Fatah was a student radical in Pakistan in the 1960s and 1970s and was imprisoned under military governments.

A biochemist by training, Fatah entered journalism as a reporter for the Karachi Sun in 1970 and went on to become an investigative journlaist for Pakistani television. He was fired after the coup that brought Zia ul-Haq to power and fled to Saudi Arabia where he lived for a decade.

In 1987, he immigrated to Canada and settled in Toronto. He became involved in the Ontario New Democratic Party and worked on the staff of Premier Bob Rae. Fatah was an NDP candidate in the 1995 provincial election but was unsuccessful.

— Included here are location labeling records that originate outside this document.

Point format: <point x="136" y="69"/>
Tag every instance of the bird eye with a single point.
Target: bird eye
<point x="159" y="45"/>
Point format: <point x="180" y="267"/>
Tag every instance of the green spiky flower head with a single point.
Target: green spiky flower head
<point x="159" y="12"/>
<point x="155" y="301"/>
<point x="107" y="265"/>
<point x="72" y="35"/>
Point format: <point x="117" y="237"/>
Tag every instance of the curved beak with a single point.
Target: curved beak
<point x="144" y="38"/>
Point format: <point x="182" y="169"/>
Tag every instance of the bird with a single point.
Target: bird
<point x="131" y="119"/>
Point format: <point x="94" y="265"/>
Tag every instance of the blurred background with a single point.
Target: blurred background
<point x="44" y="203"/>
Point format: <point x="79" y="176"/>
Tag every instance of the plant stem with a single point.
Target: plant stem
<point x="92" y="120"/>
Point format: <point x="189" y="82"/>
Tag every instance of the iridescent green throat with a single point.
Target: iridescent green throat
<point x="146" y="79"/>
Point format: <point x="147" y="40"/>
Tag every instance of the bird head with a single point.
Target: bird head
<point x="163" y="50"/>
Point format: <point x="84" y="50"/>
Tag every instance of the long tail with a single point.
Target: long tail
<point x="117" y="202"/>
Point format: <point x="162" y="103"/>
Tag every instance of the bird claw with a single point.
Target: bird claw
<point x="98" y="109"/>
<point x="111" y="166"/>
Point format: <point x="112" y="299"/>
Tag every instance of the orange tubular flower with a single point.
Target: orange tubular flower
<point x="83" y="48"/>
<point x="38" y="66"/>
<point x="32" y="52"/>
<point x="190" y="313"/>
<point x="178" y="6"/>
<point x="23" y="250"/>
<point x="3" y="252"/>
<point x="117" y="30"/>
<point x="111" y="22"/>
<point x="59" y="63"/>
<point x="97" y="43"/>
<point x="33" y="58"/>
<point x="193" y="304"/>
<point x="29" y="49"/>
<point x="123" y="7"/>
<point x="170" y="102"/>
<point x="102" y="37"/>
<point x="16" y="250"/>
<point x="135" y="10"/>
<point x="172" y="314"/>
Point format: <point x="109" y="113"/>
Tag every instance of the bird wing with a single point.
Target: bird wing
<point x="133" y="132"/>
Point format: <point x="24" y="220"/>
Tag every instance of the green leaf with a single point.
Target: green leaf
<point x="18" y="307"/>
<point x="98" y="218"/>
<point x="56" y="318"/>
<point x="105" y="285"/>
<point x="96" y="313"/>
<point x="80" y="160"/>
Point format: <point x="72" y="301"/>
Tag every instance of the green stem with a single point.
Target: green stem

Since 1996 he has hosted the television show Muslim Chronicle. He has also written opinion pieces for various newspapers including the Toronto Star and the Globe and Mail.

He was a founding member of the Muslim Canadian Congress in 2003 and serves as its communications director and spokesperson. In this capacity, he has spoken out against the introduction of Sharia law as an option for Muslims in civil law in Ontario and has promoted separation of religion and state and social liberalism in the Muslim community.

In 2003, Fatah engaged in a high-profile break with Irshad Manji in the pages of the Globe and Mail in which he repudiated the thanks she gave him in the acknowldgement section of her book The Trouble with Islam. Fatah wrote of Manji's book that it "is not addressed to Muslims; it is aimed at making Muslim-haters feel secure in their thinking."

His daughter, Natasha Fatah, is a producer of the CBC Radio program As It Happens.